Ethics statement and samples

Written, informed consent was obtained in advance from the mother of each newborn (University of Pennsylvania I.R.B. approved protocol no. 804530).

We have provided the demographic data showing maternal age, race, parity, fetal sex, gestational age, birth weight (at delivery) and birth weight percentiles for the individuals in the GoldenGate and Infinium Methylation Assays in an additional file (Additional file 1).

Sample collection and processing

Cord blood and placenta samples were collected from each newborn. All cord blood samples were collected within 20 minutes of delivery. The umbilical cord was wiped with sterile saline solution to minimize maternal blood contamination and the cord vein was punctured with a 21 G needle. Whole cord blood (6-10 ml) was collected in an EDTA-Vacutainer tube. An aliquot (3 ml) of cord blood was transferred to a 15 ml Falcon tube containing RNALater RNA Stabilization Reagent (Ambion, USA), following the manufacturers guidelines, to stabilize the RNA. The remaining cord blood was saved for DNA extraction. All cord blood DNA and RNA samples were initially stored at 4°C, and nucleic acid extractions were performed within 2-4 days of collection.

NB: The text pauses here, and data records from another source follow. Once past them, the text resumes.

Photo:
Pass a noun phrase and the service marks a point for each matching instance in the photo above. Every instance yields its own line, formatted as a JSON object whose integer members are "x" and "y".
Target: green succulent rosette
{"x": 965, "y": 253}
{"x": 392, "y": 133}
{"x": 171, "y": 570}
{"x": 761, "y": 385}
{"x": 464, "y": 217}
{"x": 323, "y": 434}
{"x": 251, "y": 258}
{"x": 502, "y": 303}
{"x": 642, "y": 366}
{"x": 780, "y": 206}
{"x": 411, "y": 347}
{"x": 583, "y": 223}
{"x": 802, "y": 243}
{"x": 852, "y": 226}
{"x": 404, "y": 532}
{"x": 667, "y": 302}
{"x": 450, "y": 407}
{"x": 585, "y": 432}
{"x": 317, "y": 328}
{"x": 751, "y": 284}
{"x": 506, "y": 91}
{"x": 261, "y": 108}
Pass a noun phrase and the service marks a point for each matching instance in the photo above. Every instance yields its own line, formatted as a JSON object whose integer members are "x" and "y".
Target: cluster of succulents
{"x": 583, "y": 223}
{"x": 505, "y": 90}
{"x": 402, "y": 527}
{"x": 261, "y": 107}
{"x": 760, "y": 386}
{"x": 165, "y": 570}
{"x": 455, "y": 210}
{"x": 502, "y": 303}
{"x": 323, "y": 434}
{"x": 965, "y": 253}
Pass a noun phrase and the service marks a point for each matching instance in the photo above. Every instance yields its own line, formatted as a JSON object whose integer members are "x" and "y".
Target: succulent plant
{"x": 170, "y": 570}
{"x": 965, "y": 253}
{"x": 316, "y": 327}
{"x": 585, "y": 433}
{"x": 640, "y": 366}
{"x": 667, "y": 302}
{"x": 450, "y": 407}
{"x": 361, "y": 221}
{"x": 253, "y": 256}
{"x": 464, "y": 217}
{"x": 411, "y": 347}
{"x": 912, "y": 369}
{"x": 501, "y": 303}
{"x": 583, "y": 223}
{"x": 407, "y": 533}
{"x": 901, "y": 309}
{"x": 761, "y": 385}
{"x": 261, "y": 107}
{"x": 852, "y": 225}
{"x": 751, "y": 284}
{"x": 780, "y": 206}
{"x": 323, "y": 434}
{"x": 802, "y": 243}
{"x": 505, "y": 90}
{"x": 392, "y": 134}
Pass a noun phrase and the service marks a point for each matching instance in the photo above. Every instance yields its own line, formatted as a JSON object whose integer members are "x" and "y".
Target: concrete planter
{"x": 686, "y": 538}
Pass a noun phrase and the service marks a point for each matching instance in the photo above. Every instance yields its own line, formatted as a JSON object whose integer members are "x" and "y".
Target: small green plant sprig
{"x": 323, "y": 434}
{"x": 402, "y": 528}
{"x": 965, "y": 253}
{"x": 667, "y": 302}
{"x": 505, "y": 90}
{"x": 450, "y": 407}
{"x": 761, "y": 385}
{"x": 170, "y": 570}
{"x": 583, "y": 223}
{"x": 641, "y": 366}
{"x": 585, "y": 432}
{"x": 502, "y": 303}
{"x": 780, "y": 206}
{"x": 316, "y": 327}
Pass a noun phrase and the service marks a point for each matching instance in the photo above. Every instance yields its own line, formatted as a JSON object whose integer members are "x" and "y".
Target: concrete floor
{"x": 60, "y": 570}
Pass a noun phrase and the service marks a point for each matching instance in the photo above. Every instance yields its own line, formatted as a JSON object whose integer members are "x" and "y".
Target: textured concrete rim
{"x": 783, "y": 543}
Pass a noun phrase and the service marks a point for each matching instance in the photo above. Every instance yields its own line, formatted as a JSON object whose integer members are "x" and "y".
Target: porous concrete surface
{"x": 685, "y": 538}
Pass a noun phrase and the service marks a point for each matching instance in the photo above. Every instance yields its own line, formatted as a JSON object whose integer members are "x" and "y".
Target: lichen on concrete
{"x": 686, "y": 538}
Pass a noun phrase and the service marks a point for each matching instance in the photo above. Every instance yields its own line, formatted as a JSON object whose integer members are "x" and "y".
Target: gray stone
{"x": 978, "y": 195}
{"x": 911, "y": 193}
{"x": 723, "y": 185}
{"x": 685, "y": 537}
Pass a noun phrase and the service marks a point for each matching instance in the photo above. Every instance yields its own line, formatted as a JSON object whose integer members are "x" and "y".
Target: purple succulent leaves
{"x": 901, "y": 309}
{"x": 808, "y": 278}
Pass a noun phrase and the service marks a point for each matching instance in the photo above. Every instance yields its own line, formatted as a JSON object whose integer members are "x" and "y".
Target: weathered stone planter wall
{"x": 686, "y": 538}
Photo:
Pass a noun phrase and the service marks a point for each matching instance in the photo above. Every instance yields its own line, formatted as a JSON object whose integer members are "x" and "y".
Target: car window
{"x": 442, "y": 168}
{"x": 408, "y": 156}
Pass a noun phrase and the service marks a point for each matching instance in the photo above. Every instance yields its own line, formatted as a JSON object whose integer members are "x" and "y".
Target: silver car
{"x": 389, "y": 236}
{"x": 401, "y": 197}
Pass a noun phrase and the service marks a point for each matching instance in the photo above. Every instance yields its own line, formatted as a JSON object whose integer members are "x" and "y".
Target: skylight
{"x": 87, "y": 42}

Tissue samples were collected and processed within five hours of delivery [30]. Placental tissue (1.5-2.5 cm3) was excised from the fetal surface of the placenta, directly behind the cord insertion site. The sample was rinsed extensively with sterile saline solution to minimize maternal blood contamination. Half of the tissue sample was sectioned into smaller pieces (0.5 cm3), transferred to a 15 ml Falcon tube and immersed in RNALater RNA Stabilization Reagent (Ambion, USA), following the manufacturers guidelines. The remaining tissue was transferred to a 15 ml Falcon tube for DNA extraction. All tissue DNA and RNA samples were initially stored at 4°C, and nucleic acid extractions were performed within 2-4 days of collection. Approximately 4-5 mg of tissue was used to extract genomic DNA and RNA. The remaining tissue was stored at -80°C.

DNA and RNA isolation

Cord blood DNA was isolated using the Archive Pure DNA Blood Kit (Fisher Scientific Company, USA), following the manufacturers guidelines. Placenta genomic DNA was extracted using standard phenol-chloroform extraction methods. The isolated DNA was resuspended in TrisCl (10 mM, pH 8.0) and stored at -80°C until further use. Cord blood RNA was isolated using the PerfectPure RNA Blood Kit (Fisher Scientific Company, USA), following the manufacturers guidelines. Placenta total cellular RNA was extracted using TRIzol® Reagent (Invitrogen Corporation, USA), following the manufacturers guidelines. The isolated RNA was resuspended in Milli-Q water and stored at -80°C until further use. Isolated DNA and RNA were analyzed by agarose gel electrophoresis and quantified using a NanoDrop ND1000 (Thermo Fisher Scientific, USA). RNA samples were further assessed for quality using the Agilent 2100 Bioanalyzer (Santa Clara, USA) prior to the whole genome expression analysis.

Transcriptome profiling

Whole genome expression was analyzed in cord blood and placenta RNA template for 48 individuals using Illumina's HumanHT-12 v3 Expression BeadChip (Illumina, USA), which provides coverage for more than 47,000 transcripts and known splice variants across the human transcriptome. Isolated total RNA was quantified using a NanoDrop ND1000 (Thermo Fisher Scientific, USA) and assessed for quality using the Agilent 2100 Bioanalyzer (Santa Clara, USA) prior to the whole genome expression analysis. By Illumina criteria, RNA samples for gene expression array analysis were required to have a RIN > 7, an OD 260:280 of 1.9-2.0, an OD 260/230 of > 1.8 and a 28S:18S ratio of the ribosomal bands of > 1.5. Expression profiling was accomplished using the HumanHT-12 v3 whole-genome gene expression direct hybridization assay (Illumina, USA), following the manufacturers guidelines. Illumina's Total Prep RNA Amplification Kit (Ambion, USA) was used to transcribe 200 ng total RNA to cDNA, followed by an in vitro transcription step to generate labeled cRNA, following the manufacturers guidelines. The labeled probes were then mixed with hybridization reagents and hybridized at 58°C for 16 h to the Bead Chips. The Bead Chips were washed and stained, as per the manufacturer's instructions, and then scanned using the Illumina Bead Array Reader. The Bead Scan Software (Illumina, USA) was used to measure fluorescence intensity at each probe, which corresponds to the quantity of the respective mRNA in the original sample. Illumina's GenomeStudio Gene Expression Module v1.0 was used to analyze the data. Briefly, raw intensity data was corrected by background subtraction in the Genome Studio module and normalized using the Quantile normalization algorithm.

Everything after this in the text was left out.